Colonel E.H. Taylor Small Batch Is a Bourbon Worth Tracking Down
For Americans, finding an amazing bourbon is as easy as popping down to the grocery store and grabbing a bottle for $30. For Canadians, your most basic bottle is gonna set you back a cool $50 — and that’s just for the basics. Outside of Bulleit, Woodford Reserve and Basil Haydens, there’s not a lot you’re guaranteed to find. And in the case of the Colonel E.H. Taylor Small Batch, a reputable and sought-after whiskey, you have to enter a bloody lottery just for a chance to buy it.
Thanks to a lucky (and lets face it, generous) father, my birthday present last year was a bottle of the E.H. Taylor Small Batch. And while I still lament the fact that it’s a roll of the dice for us Canadians to get our hands on decent bourbons, I will admit I have a better insight into the hype surrounding this particular dram. Here’s what I thought:
Colonel E.H. Taylor Small Batch Bourbon Review
Weighing in at a hefty 50% ABV, I was expecting a real kick in the head from E.H. Taylor. Which isn’t a bad thing (for me) honestly, as I enjoy higher ABV bourbons generally. But what surprised me most about E.H. Taylor wasn’t its brashness — it was its subtlety.

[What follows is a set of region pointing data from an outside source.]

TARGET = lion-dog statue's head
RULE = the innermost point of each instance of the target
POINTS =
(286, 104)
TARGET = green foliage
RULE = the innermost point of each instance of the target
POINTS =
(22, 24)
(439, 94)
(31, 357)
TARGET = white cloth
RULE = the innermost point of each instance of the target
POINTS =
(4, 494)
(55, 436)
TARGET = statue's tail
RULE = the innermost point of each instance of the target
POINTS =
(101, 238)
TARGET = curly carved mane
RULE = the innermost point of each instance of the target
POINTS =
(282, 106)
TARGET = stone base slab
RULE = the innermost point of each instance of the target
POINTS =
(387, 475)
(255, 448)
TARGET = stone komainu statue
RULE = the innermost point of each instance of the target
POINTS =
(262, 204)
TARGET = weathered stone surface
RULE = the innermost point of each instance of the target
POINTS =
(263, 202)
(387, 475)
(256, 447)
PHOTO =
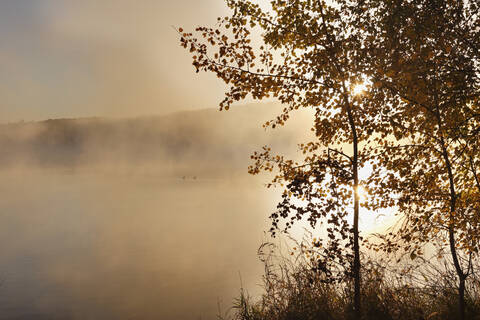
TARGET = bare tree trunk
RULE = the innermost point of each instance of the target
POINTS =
(356, 208)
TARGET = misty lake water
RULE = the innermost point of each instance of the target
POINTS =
(96, 245)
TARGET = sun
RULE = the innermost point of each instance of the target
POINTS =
(362, 193)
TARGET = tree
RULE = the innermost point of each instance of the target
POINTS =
(425, 64)
(417, 120)
(311, 57)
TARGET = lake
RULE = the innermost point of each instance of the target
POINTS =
(99, 244)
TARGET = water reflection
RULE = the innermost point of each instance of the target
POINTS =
(89, 245)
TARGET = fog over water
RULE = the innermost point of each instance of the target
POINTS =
(148, 218)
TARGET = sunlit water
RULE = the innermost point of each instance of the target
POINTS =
(94, 245)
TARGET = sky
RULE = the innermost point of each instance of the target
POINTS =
(115, 58)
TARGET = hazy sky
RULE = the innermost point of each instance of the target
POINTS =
(70, 58)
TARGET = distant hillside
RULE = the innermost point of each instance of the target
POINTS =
(202, 140)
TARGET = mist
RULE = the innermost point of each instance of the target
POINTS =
(136, 218)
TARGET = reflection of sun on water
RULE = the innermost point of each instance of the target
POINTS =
(359, 89)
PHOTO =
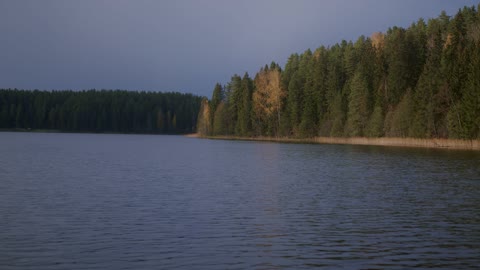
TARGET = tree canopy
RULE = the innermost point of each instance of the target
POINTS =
(422, 81)
(99, 111)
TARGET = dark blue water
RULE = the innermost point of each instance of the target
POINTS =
(84, 201)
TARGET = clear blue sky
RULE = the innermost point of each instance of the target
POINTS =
(179, 45)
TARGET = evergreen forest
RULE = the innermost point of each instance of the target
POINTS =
(99, 111)
(420, 82)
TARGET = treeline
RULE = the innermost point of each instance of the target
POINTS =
(99, 111)
(423, 81)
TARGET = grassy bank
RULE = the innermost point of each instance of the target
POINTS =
(399, 142)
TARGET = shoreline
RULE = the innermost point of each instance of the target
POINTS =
(451, 144)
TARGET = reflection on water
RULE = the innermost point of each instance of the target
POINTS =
(87, 201)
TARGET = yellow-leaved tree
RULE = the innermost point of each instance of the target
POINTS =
(267, 99)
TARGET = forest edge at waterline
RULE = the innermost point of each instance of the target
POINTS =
(385, 141)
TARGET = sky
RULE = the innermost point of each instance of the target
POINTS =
(179, 45)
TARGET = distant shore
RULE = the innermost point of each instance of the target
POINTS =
(384, 141)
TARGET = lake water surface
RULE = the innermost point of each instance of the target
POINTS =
(87, 201)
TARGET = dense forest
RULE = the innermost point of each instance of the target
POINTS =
(422, 82)
(99, 111)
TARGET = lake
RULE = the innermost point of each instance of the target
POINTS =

On the nose, E.H. Taylor smells like caramel corn and apples. The alcohol fumes are remarkably subdued, and allow for less-obvious notes of baking spices. All in all, it smells pretty sweet and lovely, but nothing leaps out as particularly different or challenging.

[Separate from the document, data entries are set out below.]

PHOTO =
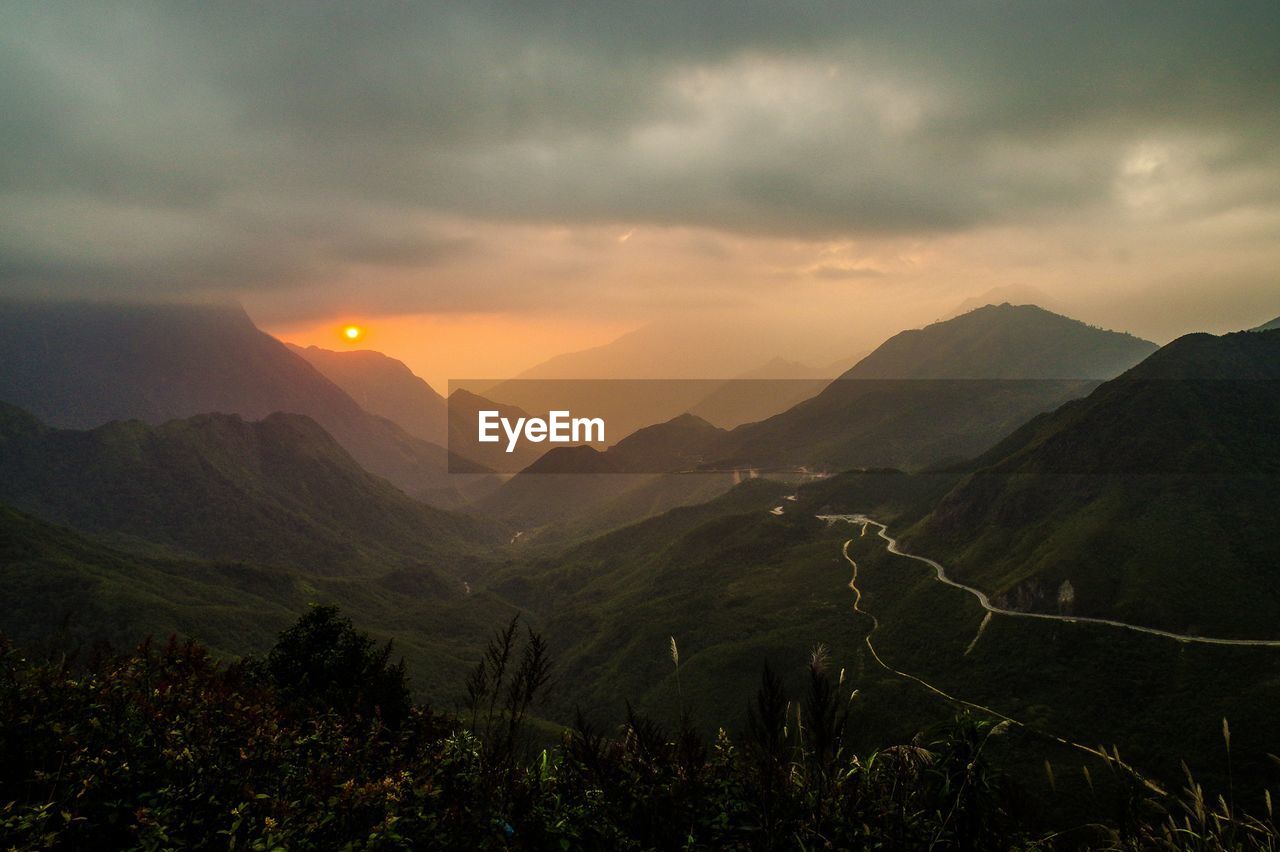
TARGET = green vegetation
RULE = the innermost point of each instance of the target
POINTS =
(942, 393)
(1153, 498)
(168, 747)
(274, 491)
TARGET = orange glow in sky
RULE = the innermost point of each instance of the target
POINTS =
(458, 346)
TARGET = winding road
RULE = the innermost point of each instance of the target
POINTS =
(941, 573)
(858, 599)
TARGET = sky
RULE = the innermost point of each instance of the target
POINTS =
(487, 184)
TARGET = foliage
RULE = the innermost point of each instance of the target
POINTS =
(168, 747)
(323, 663)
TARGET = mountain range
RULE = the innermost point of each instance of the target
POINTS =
(82, 365)
(277, 491)
(1150, 499)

In your mouth, E.H. Taylor really begins to shine. First, I have to remark on the texture of this whisky. It’s thick and viscous, almost “chewy”. There is a beautiful oiliness to it which makes it absolutely sumptuous to sip. As for flavour, it is one of the more corn-forward bourbons I’ve sipped. It’s sweet but not cloying, with butterscotch corn and more corn, with just enough black pepper rye kick to keep things interesting. The finish is long and fades into a woody-vanilla sweetness that lingers.